Today we have a guest post from Stefano Meschiari. Stefano is a postdoctoral researcher at the University of Texas at Austin. He works on planet formation in binary environments and planet detection through radial velocities and transits. He developed the Systemic software as a tool for scientists and citizens to analyze radial velocity data. His hobbies include cooking, clumsy puppeteering and all things pop culture. You can read more about his research here
The discovery of PH1, together with all the other circumbinary planets identified by Kepler, provides theorists with an incredibly important clue on how planets form in binary environments. The clue is that these planets, rather than being mere sci-fi tropes, are actually detected in Nature! Their existance is all the more remarkable when we consider that all the planets detected so far (including PH1) orbit rather close to the central binary; so close, in fact, that they almost straddle the region of dynamical instability (inside which a planet would eventually be either ejected or collide with one of the stars). The fact that these planets successfully formed and survived to be observed by us indicates that the process of planet formation must either be very robust to the dynamical perturbations from the central binary (if the planet formed near its current location), or have happened in a less disturbed region (with subsequent migration to the current location).
Binary systems represent a stringent test for planet formation theories, since the environment can be highly disturbed by the presence of multiple stellar components. Computer simulations show that the planetesimal stage is the most vulnerable to disruption, becoming a “bottleneck”. This bottleneck is primarily caused by the interplay between the gravitational perturbations of the binary (which raise the eccentricities of planetesimals) and the aerodynamic drag from a protoplanetary gas disk (which acts to misalign the planetesimal orbits). The latter misalignment raises the velocities at which planetesimals collide, such that instead of growing into larger objects, they get destroyed. The reason why the alignment of the orbits is crucial is easy to understand: imagine the collision between two cars on two contiguous lanes, versus that of two cars colliding at an angle. The latter collision will be much more violent, as there will be an additional velocity component perpendicular to the motion of either cars. The end result is that, in the simplest models, planet formation can only proceed far enough from the central binary (in the case of Kepler-16, outside 4 AUs).

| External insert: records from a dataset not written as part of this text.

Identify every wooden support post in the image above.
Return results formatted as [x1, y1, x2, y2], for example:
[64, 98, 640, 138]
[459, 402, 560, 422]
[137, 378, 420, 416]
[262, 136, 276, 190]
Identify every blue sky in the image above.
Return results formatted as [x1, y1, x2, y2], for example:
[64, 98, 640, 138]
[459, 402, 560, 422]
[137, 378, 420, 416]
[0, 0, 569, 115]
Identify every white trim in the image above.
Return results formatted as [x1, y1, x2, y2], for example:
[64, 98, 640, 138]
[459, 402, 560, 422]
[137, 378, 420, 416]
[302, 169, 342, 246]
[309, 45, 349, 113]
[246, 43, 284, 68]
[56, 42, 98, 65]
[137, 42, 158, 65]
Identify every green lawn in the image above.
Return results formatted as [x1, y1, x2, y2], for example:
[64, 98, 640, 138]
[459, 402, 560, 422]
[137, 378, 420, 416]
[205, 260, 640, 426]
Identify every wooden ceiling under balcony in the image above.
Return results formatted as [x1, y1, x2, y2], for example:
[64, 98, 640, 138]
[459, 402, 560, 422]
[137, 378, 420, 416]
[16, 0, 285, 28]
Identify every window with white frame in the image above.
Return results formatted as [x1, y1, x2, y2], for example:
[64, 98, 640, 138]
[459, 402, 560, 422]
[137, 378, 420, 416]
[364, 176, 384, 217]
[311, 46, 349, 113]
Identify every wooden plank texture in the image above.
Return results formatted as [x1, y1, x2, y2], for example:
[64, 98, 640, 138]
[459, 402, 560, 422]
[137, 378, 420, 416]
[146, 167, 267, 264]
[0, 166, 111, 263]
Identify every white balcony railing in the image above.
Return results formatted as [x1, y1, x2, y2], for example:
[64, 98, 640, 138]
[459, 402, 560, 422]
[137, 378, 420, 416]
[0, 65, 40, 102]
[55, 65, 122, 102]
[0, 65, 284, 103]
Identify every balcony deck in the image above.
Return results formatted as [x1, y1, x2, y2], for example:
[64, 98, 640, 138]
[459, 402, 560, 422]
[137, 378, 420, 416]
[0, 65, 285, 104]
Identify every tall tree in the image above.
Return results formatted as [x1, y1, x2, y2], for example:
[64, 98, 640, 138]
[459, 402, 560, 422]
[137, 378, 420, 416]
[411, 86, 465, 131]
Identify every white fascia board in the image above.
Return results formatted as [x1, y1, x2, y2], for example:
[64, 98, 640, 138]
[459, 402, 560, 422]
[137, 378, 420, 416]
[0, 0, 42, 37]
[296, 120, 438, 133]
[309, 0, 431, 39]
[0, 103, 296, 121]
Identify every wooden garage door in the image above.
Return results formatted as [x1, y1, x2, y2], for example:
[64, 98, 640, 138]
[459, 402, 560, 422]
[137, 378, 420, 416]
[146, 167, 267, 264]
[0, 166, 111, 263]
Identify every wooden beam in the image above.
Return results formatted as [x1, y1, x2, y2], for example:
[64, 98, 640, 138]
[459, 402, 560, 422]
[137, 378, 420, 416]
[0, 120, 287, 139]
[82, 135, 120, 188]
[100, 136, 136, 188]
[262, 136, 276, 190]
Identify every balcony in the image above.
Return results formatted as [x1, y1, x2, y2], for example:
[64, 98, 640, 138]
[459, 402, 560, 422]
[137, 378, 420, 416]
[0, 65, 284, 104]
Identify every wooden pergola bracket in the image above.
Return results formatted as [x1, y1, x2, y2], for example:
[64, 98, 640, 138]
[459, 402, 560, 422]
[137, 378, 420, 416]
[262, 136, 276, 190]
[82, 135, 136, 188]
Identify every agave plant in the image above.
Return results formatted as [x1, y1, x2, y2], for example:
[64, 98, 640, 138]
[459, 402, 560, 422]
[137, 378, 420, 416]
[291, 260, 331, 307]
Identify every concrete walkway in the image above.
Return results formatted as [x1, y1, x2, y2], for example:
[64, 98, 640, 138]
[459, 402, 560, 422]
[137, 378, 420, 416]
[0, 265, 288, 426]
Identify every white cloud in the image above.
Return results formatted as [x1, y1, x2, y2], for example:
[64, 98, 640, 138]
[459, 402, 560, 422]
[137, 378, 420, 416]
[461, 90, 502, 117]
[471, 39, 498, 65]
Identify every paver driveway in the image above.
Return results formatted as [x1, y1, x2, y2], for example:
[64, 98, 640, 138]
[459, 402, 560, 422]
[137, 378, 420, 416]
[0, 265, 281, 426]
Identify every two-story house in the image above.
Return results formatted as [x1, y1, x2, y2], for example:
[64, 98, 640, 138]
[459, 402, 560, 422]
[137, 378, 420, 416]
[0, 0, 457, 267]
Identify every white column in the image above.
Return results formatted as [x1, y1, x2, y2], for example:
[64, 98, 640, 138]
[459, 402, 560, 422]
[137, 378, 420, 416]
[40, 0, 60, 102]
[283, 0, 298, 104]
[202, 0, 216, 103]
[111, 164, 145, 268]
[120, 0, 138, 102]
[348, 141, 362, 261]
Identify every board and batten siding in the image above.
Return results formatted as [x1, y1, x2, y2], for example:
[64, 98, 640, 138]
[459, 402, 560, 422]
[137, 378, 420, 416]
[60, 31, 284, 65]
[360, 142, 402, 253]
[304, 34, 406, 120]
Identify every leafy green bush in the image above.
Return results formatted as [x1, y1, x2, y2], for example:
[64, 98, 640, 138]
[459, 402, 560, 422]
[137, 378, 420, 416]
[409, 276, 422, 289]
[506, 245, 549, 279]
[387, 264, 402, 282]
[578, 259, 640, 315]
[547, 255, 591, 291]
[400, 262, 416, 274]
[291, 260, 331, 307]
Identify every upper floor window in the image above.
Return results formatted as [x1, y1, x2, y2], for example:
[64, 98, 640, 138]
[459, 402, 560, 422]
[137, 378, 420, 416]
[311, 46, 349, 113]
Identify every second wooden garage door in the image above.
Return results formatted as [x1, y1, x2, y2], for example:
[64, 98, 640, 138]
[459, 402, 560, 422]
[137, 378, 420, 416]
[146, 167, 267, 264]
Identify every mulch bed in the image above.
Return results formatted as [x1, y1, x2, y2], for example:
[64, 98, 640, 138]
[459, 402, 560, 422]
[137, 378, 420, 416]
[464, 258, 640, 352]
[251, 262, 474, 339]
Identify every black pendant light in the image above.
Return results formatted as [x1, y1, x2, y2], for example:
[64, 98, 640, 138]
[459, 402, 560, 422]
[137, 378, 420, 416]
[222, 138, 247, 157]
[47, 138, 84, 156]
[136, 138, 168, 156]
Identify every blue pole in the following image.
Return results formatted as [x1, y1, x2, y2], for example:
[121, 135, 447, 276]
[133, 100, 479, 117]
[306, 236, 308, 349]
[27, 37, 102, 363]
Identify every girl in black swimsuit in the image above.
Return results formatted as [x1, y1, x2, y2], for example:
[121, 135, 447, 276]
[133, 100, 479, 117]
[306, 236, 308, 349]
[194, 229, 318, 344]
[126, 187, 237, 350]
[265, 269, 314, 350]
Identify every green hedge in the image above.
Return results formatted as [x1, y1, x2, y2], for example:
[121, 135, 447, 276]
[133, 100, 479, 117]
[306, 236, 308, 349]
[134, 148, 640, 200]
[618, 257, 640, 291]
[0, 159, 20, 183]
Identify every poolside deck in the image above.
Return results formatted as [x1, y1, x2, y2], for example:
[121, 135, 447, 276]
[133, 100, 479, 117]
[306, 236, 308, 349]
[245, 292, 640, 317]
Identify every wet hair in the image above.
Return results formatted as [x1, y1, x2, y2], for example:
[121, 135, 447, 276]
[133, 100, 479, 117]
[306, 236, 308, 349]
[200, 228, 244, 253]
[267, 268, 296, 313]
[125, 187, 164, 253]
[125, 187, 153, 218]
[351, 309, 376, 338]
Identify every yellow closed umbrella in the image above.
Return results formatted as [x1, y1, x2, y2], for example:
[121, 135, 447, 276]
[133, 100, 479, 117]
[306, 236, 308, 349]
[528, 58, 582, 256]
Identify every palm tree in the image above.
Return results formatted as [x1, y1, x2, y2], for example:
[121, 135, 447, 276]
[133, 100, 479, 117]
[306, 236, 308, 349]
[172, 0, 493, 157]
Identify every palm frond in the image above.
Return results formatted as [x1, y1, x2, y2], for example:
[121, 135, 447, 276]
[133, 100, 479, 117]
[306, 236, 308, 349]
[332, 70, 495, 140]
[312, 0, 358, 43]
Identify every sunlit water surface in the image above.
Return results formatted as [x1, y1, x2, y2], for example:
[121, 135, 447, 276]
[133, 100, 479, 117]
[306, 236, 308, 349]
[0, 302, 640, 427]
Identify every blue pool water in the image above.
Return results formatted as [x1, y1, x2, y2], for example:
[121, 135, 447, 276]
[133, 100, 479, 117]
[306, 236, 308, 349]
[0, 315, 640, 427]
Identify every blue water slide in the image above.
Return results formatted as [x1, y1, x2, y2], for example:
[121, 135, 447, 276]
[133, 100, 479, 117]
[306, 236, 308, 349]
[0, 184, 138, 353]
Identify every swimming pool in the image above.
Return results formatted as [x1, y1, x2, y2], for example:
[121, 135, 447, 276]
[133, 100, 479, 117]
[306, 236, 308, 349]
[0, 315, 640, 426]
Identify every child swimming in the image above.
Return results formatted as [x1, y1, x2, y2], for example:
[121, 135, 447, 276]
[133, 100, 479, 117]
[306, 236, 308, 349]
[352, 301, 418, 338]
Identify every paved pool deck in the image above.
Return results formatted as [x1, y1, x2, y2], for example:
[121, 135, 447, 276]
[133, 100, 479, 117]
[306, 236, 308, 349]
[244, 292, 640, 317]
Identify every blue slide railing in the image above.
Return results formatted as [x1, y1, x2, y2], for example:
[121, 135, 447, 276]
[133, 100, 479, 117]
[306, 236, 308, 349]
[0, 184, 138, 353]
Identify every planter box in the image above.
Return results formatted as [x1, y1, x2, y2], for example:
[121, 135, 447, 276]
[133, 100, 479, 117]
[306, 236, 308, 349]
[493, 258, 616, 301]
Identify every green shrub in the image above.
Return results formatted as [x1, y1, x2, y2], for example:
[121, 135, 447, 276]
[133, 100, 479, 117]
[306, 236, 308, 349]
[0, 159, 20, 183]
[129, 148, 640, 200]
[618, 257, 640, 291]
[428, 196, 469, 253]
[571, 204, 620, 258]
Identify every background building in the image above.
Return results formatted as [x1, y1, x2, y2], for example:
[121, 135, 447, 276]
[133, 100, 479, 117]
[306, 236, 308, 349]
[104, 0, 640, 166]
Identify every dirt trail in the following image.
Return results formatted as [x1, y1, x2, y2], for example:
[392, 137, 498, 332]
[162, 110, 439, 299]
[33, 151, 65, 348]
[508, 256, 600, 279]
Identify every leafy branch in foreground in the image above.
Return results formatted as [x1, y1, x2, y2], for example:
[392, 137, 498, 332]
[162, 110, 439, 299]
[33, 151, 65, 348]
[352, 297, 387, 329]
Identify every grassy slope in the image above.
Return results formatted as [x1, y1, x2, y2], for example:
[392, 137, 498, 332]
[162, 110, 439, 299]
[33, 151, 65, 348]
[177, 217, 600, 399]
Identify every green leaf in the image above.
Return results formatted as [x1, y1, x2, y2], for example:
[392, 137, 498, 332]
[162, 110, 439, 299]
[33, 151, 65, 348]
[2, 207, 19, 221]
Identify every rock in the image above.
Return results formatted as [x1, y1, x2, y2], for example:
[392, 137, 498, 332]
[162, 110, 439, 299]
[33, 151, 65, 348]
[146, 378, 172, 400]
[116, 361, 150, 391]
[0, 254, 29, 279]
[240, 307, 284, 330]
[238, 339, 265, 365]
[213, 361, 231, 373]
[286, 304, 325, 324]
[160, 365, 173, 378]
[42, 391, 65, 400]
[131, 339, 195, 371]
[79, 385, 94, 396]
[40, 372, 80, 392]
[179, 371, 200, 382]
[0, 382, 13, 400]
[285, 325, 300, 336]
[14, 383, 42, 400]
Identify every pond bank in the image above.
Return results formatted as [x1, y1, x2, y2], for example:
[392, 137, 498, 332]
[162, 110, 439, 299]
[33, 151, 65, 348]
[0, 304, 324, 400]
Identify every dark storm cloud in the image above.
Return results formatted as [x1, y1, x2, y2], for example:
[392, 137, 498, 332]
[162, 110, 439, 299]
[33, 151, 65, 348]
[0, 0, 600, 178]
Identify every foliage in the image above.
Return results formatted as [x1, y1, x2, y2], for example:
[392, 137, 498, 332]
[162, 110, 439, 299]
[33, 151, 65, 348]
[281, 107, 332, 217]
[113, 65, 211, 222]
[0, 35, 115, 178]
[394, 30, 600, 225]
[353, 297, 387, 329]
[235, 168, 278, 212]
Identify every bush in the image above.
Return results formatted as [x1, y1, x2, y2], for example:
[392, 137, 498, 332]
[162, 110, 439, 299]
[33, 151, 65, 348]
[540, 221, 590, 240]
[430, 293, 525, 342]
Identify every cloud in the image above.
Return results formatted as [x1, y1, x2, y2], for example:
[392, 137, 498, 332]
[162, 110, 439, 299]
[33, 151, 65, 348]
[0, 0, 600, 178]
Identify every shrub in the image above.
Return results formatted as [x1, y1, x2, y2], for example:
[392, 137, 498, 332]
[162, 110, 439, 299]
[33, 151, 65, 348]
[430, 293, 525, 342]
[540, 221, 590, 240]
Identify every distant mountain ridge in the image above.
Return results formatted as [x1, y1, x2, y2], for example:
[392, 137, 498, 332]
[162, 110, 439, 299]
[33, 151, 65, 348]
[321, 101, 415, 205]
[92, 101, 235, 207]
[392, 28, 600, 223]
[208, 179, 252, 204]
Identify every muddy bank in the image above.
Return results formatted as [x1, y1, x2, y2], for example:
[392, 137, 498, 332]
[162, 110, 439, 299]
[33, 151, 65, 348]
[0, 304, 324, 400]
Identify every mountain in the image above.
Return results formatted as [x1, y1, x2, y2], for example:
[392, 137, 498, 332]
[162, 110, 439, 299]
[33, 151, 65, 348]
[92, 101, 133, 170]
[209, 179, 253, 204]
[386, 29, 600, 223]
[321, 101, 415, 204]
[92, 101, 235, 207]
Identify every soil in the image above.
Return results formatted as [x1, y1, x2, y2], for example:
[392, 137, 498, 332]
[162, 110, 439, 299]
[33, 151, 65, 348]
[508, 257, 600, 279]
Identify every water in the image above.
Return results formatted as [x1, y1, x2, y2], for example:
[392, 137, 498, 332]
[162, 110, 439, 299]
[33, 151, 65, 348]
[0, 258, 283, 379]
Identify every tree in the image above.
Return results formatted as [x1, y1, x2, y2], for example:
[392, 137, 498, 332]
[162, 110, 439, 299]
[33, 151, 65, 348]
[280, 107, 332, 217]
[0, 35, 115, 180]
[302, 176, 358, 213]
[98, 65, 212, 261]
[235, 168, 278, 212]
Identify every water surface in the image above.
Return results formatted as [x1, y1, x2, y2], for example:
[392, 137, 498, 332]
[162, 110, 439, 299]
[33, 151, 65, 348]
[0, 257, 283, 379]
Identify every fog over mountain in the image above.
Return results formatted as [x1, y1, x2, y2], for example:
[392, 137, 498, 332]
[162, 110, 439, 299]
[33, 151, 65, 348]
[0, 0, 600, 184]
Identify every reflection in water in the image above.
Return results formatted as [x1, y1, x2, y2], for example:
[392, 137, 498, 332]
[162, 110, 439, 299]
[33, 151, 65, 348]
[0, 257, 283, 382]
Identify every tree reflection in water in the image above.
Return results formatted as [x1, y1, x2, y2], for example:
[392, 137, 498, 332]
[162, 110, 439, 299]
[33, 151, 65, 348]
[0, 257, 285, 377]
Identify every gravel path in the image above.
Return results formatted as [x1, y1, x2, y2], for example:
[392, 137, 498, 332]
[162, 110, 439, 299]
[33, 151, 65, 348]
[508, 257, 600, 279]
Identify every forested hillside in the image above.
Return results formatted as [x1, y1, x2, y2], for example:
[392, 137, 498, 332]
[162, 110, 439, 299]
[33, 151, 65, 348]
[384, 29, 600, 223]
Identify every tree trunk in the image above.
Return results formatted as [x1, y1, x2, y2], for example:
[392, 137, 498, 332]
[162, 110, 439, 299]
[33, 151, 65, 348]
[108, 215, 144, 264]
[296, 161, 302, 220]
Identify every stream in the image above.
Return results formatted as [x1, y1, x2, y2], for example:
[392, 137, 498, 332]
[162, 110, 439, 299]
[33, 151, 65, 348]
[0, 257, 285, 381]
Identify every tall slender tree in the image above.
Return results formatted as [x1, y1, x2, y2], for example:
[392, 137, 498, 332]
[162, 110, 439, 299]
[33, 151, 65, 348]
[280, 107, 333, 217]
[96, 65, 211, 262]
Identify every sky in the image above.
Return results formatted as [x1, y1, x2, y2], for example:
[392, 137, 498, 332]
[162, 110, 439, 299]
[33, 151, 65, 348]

The implication is that circumbinary planets might only be able to form far enough from the central binary (how “far” depends on the properties of the central binary), and subsequently migrate to their current observed location. This picture, while attractive, might be too simplistic to capture the full complexity of planet formation in this environment. More realistic models will need to include a number of physical ingredients (such as the dynamical evolution of the gas disk), which are usually neglected for the sake of computational expediency but could potentially play a big role in determining how and where circumbinary planets were formed. For instance, my models indicate that even small perturbations from turbulence in the disk can make the disk hostile to planet formation by perturbing planetesimal alignment. Comprehensive (and computationally expensive!) simulations of planet formation in the binary environment are still ongoing: they might reveal further roadblocks, or uncover “sweet spots” in the range of physical parameters where planet formation can proceed. As the census of circumbinary planets continues to grow thanks to the efforts of scientists and volunteers, it will provide a larger sample of planets to inform and constrain our models.